负责接生的护士把孩子抱给托尼看,成功地把他吓一跳:“我的女儿不可能不遗传我的大眼睛双眼皮!”
“她出生才几分钟!”护士怒目,抱着孩子要给她好好洗洗。
“她妈妈是个大美人,她将来肯定也是。”巴基说道。
“哼!”托尼撇嘴,“还用你说!”
沉默几秒钟,托尼冲巴基咕哝一声‘谢谢’,就挣扎着起身去照顾佩珀了。
巴基苦笑,疲惫不堪地躺倒在地板上。那模样,仿佛刚生了孩子的不是佩珀,而是他。
“辛苦了。”等医生把佩珀和孩子推回专属病房后,史蒂夫赶快围过来,蹲在巴基的身边,冲他伸出右手。

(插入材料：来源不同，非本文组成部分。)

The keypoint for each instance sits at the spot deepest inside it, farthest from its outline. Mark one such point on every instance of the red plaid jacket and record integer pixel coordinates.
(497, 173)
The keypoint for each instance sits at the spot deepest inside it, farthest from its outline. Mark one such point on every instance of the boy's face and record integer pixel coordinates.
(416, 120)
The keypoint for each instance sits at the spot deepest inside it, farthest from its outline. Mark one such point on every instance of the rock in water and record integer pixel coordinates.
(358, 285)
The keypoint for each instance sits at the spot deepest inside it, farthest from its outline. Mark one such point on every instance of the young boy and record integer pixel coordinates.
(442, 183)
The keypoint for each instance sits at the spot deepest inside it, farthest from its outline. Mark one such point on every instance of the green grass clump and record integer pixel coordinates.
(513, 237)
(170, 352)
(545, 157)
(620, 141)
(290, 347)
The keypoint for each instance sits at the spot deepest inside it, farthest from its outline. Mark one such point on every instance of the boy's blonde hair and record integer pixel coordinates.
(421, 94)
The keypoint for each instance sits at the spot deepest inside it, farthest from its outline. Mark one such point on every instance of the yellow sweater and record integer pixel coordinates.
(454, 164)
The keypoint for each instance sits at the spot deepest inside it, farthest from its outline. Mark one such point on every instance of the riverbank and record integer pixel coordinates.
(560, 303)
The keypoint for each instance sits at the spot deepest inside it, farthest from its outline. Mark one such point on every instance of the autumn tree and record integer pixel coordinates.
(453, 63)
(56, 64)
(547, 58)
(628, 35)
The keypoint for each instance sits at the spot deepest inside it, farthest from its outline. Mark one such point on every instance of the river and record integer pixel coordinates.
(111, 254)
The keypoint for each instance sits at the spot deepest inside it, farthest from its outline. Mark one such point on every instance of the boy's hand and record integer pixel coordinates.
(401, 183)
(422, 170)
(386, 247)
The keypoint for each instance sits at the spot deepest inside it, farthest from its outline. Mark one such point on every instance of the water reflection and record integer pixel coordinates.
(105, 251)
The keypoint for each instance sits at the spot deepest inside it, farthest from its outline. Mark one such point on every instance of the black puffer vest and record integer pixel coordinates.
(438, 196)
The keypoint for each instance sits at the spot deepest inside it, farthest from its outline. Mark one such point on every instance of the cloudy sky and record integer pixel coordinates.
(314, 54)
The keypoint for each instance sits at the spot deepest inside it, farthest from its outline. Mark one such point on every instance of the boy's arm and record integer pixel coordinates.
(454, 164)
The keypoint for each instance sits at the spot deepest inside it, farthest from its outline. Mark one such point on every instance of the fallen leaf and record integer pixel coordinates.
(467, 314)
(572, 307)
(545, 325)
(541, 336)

巴基哭笑不得,最后叹一口气,借着史蒂夫的手,从地上爬起来。大概陪佩珀生产的时候蹲太长时间,双腿发麻,巴基有点儿站立不稳,跌跌撞撞地扑到了史蒂夫的怀中。就算就有血清,也扛不住这一晚的折磨。巴基在史蒂夫肩膀上靠三秒钟,然后轻轻推开他。
“我这个圣诞礼物,算是毁了。”巴基拍拍衣服,皱巴巴的西装外套确实不能看。
“那再给你换一个。”史蒂夫笑起来。
巴基冲他指了指,表示同意这个决定。